Lorsqu'on retrouve Fredy à 14h, nous tombons rapidement d'accord pour partir en excursion le lendemain à 5h30 (il s'est rensigné auprès des autorités du Parc Naturel et a réservé une barque). Il nous propose alors de l'accompagner à la "plage" de Puerto Maldonado : étant à environ 1000 km de la côte, il s'agit en fait d'un étang aménagé pour la baignade, à une dizaine de kilomètres de là. On s'y rend en motocarro (20 minutes) et on profite bien de la baignade, même s'il ne fait pas très chaud (25 °C quand même). On s'amuse ensuite comme des p'tits fous sur le toboggan aquatique : on a du mal à arrêter Fredy !
On boit une petite bière en bordure de plage et on rentre à Puerto Maldonado avec le même motocarro qui nous a attendus, moyennant quelques soles.
Retour à l'hôtel pour prendre une douche et dîner dans un resto Chifa (mélange entre la cuisine chinoise et péruvienne).
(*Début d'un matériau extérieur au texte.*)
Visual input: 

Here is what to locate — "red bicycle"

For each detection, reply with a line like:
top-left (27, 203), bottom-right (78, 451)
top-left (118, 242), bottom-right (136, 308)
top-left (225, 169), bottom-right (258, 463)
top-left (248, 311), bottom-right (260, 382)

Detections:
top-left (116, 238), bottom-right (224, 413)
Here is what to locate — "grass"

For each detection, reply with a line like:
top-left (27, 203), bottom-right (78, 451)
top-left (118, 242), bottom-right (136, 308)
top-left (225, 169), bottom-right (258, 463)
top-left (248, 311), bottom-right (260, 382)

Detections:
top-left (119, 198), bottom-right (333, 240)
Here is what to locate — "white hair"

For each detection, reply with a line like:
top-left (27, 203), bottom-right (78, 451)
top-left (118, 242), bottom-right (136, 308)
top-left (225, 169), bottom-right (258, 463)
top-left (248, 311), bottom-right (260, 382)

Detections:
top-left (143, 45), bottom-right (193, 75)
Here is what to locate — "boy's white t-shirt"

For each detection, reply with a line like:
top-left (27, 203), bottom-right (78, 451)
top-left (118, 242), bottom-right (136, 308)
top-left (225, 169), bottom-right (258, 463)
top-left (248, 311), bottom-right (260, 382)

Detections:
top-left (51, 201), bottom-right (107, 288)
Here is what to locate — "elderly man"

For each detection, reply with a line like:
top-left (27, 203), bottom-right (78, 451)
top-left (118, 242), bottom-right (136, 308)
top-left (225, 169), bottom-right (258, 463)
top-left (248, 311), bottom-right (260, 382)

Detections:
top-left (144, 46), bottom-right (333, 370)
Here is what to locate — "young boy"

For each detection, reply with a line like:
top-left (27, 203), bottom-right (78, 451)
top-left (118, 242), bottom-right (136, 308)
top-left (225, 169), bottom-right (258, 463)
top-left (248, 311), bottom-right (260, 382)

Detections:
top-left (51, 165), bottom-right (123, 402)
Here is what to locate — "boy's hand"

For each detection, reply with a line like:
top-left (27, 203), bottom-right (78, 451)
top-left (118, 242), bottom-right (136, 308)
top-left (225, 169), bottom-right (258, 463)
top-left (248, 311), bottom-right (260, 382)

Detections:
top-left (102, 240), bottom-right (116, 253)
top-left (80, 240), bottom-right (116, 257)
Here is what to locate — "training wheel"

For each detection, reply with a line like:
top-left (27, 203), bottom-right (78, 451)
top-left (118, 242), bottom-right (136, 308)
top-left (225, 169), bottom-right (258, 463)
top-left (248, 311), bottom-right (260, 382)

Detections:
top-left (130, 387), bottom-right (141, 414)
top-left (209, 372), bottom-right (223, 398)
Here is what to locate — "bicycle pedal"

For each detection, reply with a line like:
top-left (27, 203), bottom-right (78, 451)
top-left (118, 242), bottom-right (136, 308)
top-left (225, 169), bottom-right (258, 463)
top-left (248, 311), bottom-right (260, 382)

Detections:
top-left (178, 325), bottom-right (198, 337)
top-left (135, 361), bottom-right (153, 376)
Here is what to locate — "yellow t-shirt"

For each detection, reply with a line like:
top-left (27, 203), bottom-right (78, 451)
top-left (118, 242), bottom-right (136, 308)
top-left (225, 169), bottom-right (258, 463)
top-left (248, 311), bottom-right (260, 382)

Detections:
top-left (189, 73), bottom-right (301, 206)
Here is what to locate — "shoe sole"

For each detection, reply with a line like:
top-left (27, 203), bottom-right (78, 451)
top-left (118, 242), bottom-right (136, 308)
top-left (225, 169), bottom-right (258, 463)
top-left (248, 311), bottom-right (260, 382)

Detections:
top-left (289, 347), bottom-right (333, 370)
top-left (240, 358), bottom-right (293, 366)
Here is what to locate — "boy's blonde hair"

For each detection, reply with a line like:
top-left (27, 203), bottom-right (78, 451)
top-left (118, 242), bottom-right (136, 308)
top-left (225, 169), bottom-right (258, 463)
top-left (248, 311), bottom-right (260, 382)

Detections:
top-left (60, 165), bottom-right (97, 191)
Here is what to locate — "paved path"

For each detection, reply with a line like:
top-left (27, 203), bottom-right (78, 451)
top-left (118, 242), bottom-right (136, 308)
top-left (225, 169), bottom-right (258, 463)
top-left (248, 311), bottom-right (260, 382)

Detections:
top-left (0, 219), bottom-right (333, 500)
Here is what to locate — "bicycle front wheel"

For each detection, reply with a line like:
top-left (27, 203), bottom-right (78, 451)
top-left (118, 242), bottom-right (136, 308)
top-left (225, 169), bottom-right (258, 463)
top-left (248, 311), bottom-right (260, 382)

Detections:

Nous rejoignons ensuite Fredy et le groupe des 5 Français rencontrés 2 jours plus tôt dans la jungle : c'est samedi soir et toute la ville s'est donné rendez-vous sur la Plaza de Armas. Le centre de la place est réservé aux enfants et aux parents qui les accompagnent : ici, pas de manège, mais un loueur de tricycles et voitures à pédales. Ils font donc tous la course autour de la place. Sur les pourtours, les jeunes sont installés sur les bancs et se retrouvent avant de sortir en boîte ou peña. On goûte les délicieuses glaces du meilleur glacier du coin et on part prendre un pot dans un bar. Nous sommes plus de dix, puisque Fredy est venu avec Roberto, le chauffeur de la navette de l'estancia Bello Horizonte, et Jean-Claude a invité ses "potes" du coin. Après la tournée réglementaire de Pisco Sour, on se décide à aller dans une peña à la sortie de la ville : à trois par motocarro et c'est parti !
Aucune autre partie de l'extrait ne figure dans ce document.